Global warming is worsening the global wealth gap, study finds
- Andrew Freedman, author of Axios Generate
Global warming has already created winners and losers across the world, with poorer, tropical nations suffering the most even though they contributed far less to the problem in the first place, a new study finds.


Why it matters: This is the first study to find that global warming to date has already affected the gap between rich and poor nations. It suggests that countries like Norway have benefited from warming air temperatures and other associated impacts, while nations like India, Brazil and Nigeria have seen far slower growth in per capita GDP as a result of warming.
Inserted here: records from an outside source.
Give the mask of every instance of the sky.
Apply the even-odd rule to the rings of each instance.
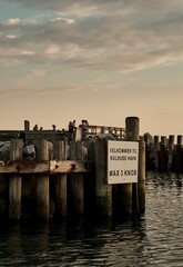
[[[183,135],[182,0],[0,0],[0,130]]]

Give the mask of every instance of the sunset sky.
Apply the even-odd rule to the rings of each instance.
[[[183,0],[0,0],[0,130],[183,135]]]

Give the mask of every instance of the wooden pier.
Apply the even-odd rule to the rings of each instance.
[[[28,126],[26,122],[24,131],[0,132],[0,141],[10,141],[10,157],[0,155],[1,216],[49,221],[73,215],[144,212],[145,142],[140,140],[139,118],[128,117],[125,130],[101,128],[98,137],[92,126],[85,139],[77,134],[74,140],[65,140],[57,131],[31,131]],[[109,140],[139,144],[138,182],[109,184]],[[23,149],[30,141],[35,156],[28,160]]]
[[[146,170],[183,171],[183,136],[144,137]]]

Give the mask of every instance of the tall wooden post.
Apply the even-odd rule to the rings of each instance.
[[[166,157],[166,137],[161,137],[161,146],[160,146],[160,170],[167,170],[167,157]]]
[[[154,136],[154,168],[159,170],[160,168],[160,142],[159,142],[159,136]]]
[[[88,160],[95,162],[95,141],[94,138],[89,138],[85,140],[85,146],[88,148]],[[87,218],[91,218],[94,215],[94,199],[95,199],[95,175],[93,171],[84,175],[84,215]]]
[[[37,159],[49,159],[49,144],[44,139],[34,141],[37,149]],[[39,175],[37,180],[37,205],[38,217],[43,220],[50,218],[50,191],[49,191],[49,175]]]
[[[10,160],[22,159],[23,140],[10,140]],[[19,168],[19,166],[17,166]],[[22,180],[20,175],[11,175],[9,178],[9,218],[20,219],[21,216]]]
[[[67,159],[68,141],[55,140],[53,142],[53,157],[58,160]],[[55,178],[55,216],[61,217],[67,215],[67,175],[57,175]]]
[[[139,211],[145,211],[145,142],[139,142],[139,176],[138,176]]]
[[[70,141],[70,159],[82,160],[82,141]],[[69,177],[69,211],[83,214],[83,174],[71,174]]]
[[[30,130],[30,121],[24,120],[24,131],[29,131],[29,130]]]
[[[140,135],[139,135],[139,118],[138,117],[128,117],[125,118],[125,129],[126,129],[126,140],[128,141],[139,141]],[[141,167],[140,167],[141,168]],[[139,200],[138,200],[138,185],[125,185],[126,192],[131,194],[131,187],[132,187],[132,211],[136,212],[139,211]],[[130,198],[130,196],[129,196]]]
[[[177,142],[176,142],[176,165],[175,165],[175,170],[176,171],[181,170],[181,148],[182,148],[182,141],[183,141],[183,136],[179,135],[177,136]]]
[[[169,155],[167,155],[167,169],[173,169],[173,155],[174,155],[174,136],[169,136]]]
[[[95,140],[95,207],[96,214],[112,216],[112,185],[108,185],[106,140]]]

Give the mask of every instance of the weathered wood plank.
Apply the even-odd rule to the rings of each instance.
[[[0,174],[69,174],[92,170],[92,161],[82,160],[1,160]]]

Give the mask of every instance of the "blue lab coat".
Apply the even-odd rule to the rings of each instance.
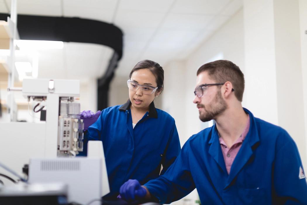
[[[192,136],[165,174],[145,184],[152,195],[167,203],[196,187],[204,204],[307,204],[307,184],[299,177],[302,165],[293,140],[244,110],[249,130],[229,175],[215,125]]]
[[[106,108],[88,128],[84,136],[84,152],[89,140],[103,142],[110,193],[105,198],[116,199],[119,188],[130,179],[142,184],[164,173],[179,154],[180,144],[175,120],[155,107],[132,127],[128,100],[122,105]]]

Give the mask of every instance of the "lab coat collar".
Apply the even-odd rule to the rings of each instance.
[[[131,101],[130,100],[128,100],[124,104],[123,104],[119,108],[119,110],[121,111],[126,111],[130,109],[131,106]],[[154,103],[153,101],[149,105],[149,112],[148,113],[148,117],[153,118],[158,118],[158,114],[156,110],[156,107],[154,106]]]
[[[242,146],[231,166],[230,172],[224,189],[229,186],[238,173],[249,160],[250,159],[251,160],[251,157],[253,154],[254,151],[258,147],[258,144],[257,143],[259,141],[259,136],[255,118],[249,110],[245,108],[243,108],[243,109],[245,112],[249,115],[250,128],[245,139],[242,144]],[[219,140],[219,135],[216,125],[214,125],[212,127],[211,137],[208,143],[211,144],[209,148],[209,153],[227,174],[225,161],[221,149]]]

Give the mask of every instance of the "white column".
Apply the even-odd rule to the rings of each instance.
[[[244,1],[244,99],[256,116],[288,131],[306,167],[299,0]]]
[[[244,104],[255,115],[278,124],[273,0],[243,2]]]
[[[300,22],[301,35],[301,56],[303,80],[303,93],[305,119],[305,147],[307,147],[307,1],[299,0]],[[307,158],[307,148],[306,149]],[[305,170],[306,164],[305,164]]]
[[[185,93],[186,77],[185,61],[170,62],[164,70],[164,90],[161,96],[162,98],[162,109],[175,119],[181,146],[190,136],[186,134],[187,115],[185,112]],[[192,103],[192,101],[190,102]]]

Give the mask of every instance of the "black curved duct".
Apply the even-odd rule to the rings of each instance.
[[[8,16],[0,13],[0,20],[6,21]],[[21,40],[90,43],[113,49],[107,69],[98,80],[98,109],[108,106],[110,83],[122,55],[123,34],[120,29],[113,24],[80,18],[18,15],[17,29]]]

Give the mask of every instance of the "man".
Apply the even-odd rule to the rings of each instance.
[[[193,102],[203,122],[216,124],[191,136],[163,175],[141,186],[130,180],[124,199],[178,200],[196,187],[203,204],[307,204],[297,148],[284,129],[243,108],[243,74],[228,61],[197,72]]]

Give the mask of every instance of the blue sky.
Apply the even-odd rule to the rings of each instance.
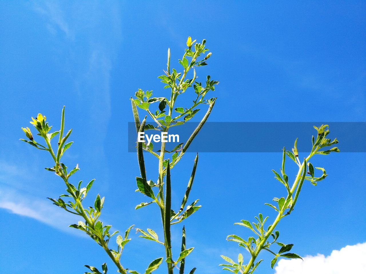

The big picture: The study, published Monday in Proceedings of the National Academy of Sciences, finds that from 1961 to 2010, global warming decreased the per capita wealth in the world's poorest countries by about 17% to 30%.
- Meanwhile, the gap between the group of nations with the highest and lowest per capita GDP is now about 25% wider than it would have been without climate change, the study found.
- While economic inequality between countries has narrowed in recent decades, the new study shows this should've happened at a more rapid rate, and it suggests that future narrowing of this gap may be harder to achieve due to climate change.
Details: The study by two Stanford University professors, Noah Diffenbaugh and Marshall Burke, uses previous research that analyzed the relationship between temperature and GDP and found that economic output declines once average temperatures become too hot.
- This is due to declines in agricultural productivity and labor productivity, among other factors.
For the new study, Diffenbaugh and Burke used the previous estimates and data in more than a dozen climate models to determine how each country has warmed as a result of climate change.
The metric they were interested in was how much each nation's economy would have grown without human-caused global warming.
What they found:
- It's clear that global warming has harmed economic growth in tropical countries in particular.
- It's less evident from the new research whether warming has aided economic growth in cooler regions in the middle latitudes, such as the U.S., China, the European Union and Canada.
"We have very high confidence that a large subset of countries in the low latitudes where it is warm have been negatively impacted by historical global warming, so they have lower per capita GDP today than they would have had global warming not occurred," Diffenbaugh tells Axios.
“We’re not arguing that global warming created inequality. We’re not arguing that it’s caused a rise in inequality. What we find is that it has slowed the decline in global inequality," he says.
The study finds, for example:
- In India, climate change caused 31% lower per capita GDP growth relative to a scenario without human-caused warming.
- In Brazil, the impact was minus 25% per capita GDP.
- In Nigeria, it was minus 29% per capita GDP.
- Yet Canada showed a positive 32% increase in per capita GDP due to global warming.
The other side: The study is not without its critics. Solomon Hsiang, a public policy researcher at UC Berkeley and Stanford, who studies the economic impacts of climate change and has collaborated with Diffenbaugh and Burke in the past, was critical of the new paper.
He told Axios that its conclusions are stronger than merited by the evidence.
- "I think the study’s statement that warming should have already harmed economic opportunities in poor countries is extremely important and almost definitely correct," Hsiang told Axios via email.
- "But the conclusion that rich countries should have benefited from warming is far less clear with limited support in this study... When one considers the possibility that warming in the current year might affect growth in future years, then the method employed by the study would suggest that most or all rich countries probably have also lost income."